The breakage-fusion-bridge (BFB) cycles in chromosome 17 create the gradient of copy-number increases for ERBB2 amplification (model). (A) A break at the telomeric side of the ERBB2 gene can initiate the BFB cycles and can result in ERBB2 amplification. Genomic segments harboring the ERBB2 gene are shown in red; the flanking centromeric segment is shown in yellow; and a telomeric fragment is shown in blue. In this figure, the initiating break between the blue and the white segments leads to a series of chromatid fusions and inverted duplications (centers shown in yellow triangles) that results in a chromosome with the amplified ERBB2 gene (star). (B) The BFB cycles can result in the gradient of copy-number increases on an array-CGH platform.

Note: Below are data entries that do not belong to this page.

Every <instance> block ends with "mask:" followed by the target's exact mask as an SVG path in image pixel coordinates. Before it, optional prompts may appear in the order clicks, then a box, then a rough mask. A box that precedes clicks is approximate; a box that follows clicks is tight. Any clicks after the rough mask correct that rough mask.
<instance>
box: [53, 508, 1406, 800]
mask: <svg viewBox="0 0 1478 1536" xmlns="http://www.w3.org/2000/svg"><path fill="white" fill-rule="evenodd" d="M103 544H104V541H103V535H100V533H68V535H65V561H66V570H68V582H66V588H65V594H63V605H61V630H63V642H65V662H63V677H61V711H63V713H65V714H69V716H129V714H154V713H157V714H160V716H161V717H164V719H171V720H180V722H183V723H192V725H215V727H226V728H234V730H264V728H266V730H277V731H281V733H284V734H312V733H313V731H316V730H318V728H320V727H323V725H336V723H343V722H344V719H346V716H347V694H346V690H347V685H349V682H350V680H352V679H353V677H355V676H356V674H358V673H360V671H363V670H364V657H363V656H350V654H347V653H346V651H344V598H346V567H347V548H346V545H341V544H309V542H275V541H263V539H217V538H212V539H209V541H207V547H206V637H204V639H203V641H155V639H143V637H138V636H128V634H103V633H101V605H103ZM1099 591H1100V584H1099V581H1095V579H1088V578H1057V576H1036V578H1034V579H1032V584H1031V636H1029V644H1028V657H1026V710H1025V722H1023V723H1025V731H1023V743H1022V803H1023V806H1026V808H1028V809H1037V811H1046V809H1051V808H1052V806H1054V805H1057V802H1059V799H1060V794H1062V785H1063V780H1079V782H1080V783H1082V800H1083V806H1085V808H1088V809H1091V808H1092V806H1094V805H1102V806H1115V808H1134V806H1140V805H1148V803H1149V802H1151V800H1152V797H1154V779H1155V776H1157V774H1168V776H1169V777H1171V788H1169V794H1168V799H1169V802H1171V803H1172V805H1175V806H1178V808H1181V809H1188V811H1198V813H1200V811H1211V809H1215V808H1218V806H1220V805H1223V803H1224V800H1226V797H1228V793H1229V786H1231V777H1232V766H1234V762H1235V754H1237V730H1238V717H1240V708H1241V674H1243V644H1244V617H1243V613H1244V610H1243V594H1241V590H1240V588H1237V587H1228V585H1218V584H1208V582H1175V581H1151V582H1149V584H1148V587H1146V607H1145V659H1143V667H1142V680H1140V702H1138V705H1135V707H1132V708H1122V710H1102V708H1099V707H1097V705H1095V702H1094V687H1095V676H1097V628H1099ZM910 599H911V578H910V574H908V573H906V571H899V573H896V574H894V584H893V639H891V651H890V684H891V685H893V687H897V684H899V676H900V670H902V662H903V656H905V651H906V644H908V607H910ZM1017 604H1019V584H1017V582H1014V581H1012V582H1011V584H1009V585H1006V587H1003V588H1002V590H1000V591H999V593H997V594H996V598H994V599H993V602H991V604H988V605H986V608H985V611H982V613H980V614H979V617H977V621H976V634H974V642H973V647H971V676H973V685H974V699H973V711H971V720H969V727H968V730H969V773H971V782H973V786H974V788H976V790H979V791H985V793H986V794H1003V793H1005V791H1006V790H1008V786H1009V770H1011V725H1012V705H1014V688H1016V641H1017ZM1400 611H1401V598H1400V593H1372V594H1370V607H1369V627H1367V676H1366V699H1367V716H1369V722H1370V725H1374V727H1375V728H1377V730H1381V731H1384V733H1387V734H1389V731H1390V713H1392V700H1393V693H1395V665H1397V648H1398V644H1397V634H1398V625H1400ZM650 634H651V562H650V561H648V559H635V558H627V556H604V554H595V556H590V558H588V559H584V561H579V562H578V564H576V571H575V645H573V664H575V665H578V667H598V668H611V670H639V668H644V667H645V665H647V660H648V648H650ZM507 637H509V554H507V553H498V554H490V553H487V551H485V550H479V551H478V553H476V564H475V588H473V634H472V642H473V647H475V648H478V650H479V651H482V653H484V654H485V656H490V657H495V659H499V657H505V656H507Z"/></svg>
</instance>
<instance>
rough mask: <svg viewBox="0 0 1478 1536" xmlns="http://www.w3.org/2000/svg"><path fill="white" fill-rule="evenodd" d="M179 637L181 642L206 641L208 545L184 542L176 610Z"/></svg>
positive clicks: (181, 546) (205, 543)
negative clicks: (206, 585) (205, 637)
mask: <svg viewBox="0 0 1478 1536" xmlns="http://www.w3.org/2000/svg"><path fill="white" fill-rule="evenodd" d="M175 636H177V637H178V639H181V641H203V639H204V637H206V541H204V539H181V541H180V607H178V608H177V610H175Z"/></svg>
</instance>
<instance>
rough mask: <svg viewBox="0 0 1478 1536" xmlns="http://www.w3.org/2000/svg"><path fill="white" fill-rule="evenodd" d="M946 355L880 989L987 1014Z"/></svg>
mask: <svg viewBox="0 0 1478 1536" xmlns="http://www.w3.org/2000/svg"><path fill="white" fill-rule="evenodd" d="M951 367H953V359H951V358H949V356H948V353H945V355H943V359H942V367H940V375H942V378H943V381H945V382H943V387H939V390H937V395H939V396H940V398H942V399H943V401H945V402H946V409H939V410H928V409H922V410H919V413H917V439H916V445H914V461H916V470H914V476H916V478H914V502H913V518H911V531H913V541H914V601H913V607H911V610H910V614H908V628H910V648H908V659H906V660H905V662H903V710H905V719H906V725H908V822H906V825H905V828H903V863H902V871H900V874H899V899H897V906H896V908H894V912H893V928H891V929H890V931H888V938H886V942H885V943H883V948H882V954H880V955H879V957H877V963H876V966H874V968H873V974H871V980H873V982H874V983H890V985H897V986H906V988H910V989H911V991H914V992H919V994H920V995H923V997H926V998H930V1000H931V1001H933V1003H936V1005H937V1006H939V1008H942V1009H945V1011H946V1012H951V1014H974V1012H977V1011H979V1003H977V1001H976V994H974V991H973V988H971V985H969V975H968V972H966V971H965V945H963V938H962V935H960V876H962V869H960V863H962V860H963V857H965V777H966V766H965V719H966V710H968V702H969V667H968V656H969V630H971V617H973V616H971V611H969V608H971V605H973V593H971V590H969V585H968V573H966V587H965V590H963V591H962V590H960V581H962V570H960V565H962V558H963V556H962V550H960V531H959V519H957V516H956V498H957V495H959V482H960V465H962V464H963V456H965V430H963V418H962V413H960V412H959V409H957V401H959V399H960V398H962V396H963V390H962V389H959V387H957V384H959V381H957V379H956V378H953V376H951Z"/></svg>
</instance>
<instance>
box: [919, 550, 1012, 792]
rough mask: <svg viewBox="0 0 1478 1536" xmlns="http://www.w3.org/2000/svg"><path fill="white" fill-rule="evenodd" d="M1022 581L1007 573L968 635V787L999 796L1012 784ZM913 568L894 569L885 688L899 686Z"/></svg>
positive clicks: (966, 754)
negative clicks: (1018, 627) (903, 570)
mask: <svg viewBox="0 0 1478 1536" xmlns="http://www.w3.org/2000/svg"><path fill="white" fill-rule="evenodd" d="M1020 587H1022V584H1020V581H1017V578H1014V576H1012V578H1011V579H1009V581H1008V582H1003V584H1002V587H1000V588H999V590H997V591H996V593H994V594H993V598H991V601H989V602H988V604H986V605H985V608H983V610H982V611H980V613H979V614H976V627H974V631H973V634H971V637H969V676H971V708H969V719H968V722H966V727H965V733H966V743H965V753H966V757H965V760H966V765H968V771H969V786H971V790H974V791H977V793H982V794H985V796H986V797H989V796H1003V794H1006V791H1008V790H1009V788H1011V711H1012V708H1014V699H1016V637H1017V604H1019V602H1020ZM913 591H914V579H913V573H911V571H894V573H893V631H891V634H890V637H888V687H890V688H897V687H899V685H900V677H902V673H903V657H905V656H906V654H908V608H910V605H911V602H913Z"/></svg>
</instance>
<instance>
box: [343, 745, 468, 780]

Illustrated are a normal cell with two normal chromosomes and a tumor cell with a chromosome generated by the BFB cycles (star in A) and a normal chromosome. An array-CGH experiment for measuring relative copy number (tumor/normal) shows the gradient of copy-number increase toward the ERBB2 gene in the tumor cell (right). Red arrow, the copy-number transition that marks the initiating region of ERBB2 amplification.